[Catalog-sig] pre-PEP: transition to release-file hosting at pypi site

PJ Eby pje at telecommunity.com
Tue Mar 12 20:21:43 CET 2013


On Tue, Mar 12, 2013 at 2:18 PM, Carl Meyer <carl at oddbird.net> wrote:
> It seems to me that there's a remarkable level of consensus developing
> here (though it may not look like it), and a small set of remaining open
> questions.
>
> The consensus (as I see it):
>
> - Migrate away from scraping external HTML pages, with package owners in
> control of the migration but a deadline for a forced switch, as outlined
> in Holger's PEP (with all appropriate caution and testing).
>
> - In some way, migrate to a situation where the popular installer tools
> install only release files from PyPI by default, but are capable of
> installing from other locations if the user provides an option.

Perhaps I'm confused, but ISTM that every time I've said this, Donald
and Lennart argue that it should not be possible to provide such an
option -- or to be more specific, that PyPI should not publish the
information that makes that option possible.

If that's *not* the position they're taking, it'd be good to know,
because we could totally stop arguing about it in that case.


> A) Leave external links in the PyPI simple index, but migrate the major
> tools to not use external links by default (i.e. Philip's plan to make
> allow-hosts=pypi the default in a future setuptools), with an option to
> turn them back on.

I don't know who has proposed this option, but it's not me.  You seem
to be confusing external links and HTML-scraped links (rel=""
attributed links in /simple).

I was the first person to propose disabling HTML-scraped links from
PyPI *ASAP*.  I still want them gone.  That won't require tool
changes, it just requires a rollout plan.  Holger has one, let's work
on that.

The second thing I proposed is that new tools be developed to *assist*
package authors in moving their files onto PyPI, so that future tool
changes wouldn't result in widespread instances of people needing to
set their tools to insecure settings just to get anything done.  We
need to get people's files moving onto PyPI *first*, in order to make
changing the tool defaults practical.

The *only* thing I object to is the part where some people want to ban
external links from /simple, always and forever, regardless of the
package authors' choice in the matter.


> B) Do a second PyPI migration, again with a per-package toggle and
> package owners in control, to a "no external links in simple index" setting.
>
> Consider for a moment how similar the end state here is with either A or
> B. In either case, by default users install only from PyPI, but by
> providing a special option they can install from some external source.
> (In B, that special option would be something like --find-links with a
> URL). In either case, we can continue to allow packages to register
> themselves on PyPI, be found in searches, etc, without uploading release
> files to PyPI if they prefer not to; they'll just have to provide
> special installation instructions to their users in that case.

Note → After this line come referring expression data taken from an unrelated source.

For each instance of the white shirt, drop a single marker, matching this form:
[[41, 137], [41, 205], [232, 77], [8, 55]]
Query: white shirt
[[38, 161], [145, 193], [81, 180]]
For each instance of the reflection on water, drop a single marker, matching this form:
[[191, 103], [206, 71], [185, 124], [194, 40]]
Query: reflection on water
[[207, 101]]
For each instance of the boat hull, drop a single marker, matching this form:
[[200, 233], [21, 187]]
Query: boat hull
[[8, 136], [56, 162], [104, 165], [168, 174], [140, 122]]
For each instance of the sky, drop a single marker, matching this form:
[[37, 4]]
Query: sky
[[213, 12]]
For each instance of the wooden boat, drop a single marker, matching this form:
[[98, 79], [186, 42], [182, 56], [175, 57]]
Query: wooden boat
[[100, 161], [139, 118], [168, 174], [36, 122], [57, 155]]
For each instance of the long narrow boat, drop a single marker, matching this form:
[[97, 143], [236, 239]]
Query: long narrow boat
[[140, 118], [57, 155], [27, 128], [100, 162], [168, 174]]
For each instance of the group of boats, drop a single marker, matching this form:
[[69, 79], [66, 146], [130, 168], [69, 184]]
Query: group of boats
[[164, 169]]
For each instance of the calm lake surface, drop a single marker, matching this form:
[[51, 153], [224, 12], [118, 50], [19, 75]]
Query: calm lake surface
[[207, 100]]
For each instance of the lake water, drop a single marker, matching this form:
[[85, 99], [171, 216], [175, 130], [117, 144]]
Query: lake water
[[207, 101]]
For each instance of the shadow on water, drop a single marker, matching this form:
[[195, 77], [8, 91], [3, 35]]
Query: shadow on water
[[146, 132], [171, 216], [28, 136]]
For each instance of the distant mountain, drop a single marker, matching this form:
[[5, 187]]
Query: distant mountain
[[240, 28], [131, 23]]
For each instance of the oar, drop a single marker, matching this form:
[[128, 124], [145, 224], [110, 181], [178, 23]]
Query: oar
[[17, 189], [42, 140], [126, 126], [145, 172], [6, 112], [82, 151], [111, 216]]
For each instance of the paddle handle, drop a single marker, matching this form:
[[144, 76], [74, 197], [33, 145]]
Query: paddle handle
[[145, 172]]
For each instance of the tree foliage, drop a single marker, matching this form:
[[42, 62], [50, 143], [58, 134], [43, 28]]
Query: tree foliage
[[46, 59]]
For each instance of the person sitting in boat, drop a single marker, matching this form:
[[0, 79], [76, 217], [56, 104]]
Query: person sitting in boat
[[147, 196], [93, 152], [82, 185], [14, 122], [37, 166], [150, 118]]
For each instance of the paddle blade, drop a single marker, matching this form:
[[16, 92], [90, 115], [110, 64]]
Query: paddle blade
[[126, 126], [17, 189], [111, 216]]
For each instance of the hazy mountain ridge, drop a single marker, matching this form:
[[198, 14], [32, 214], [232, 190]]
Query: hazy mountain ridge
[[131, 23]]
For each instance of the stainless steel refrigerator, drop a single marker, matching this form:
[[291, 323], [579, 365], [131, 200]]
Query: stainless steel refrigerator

Not true: approach B means that you won't know what values to pass to
the option.

It's also confused about an important point.  All the links that
appear in /simple are *already* completely under the package author's
control.  No new switches are required to remove external links - you
can simply remove them from your releases' descriptions.  This process
could be made more transparent or easy, sure -- but it's a mistake to
say that this is granting the package owners control that they don't
already have.

What they lack control over is the rel="" attributes, short of
removing those links entirely.  That's why I've proposed having a
switch for that , as reflected in Holger's pre-PEP.


> 1) With B, we can provide a gentler migration for package owners, where
> they are in control of when the switch happens.
>
> 2) With B, all end users benefit from the new defaults, not only end
> users who update to the latest and greatest tools.
>
> 3) With B (and probably some forms of A as well), end users clearly
> state which external sources they would like to trust and install from,
> rather than having a global "trust everything!" flag, which is less
> secure and less sensible.

These 3 statements all mischaracterize things substantially, because
none of those benefits are exclusive to A, and nobody has proposed a
"trust everything" flag.  Removing rel="" attributes also benefits
everyone right away, *without* new tools.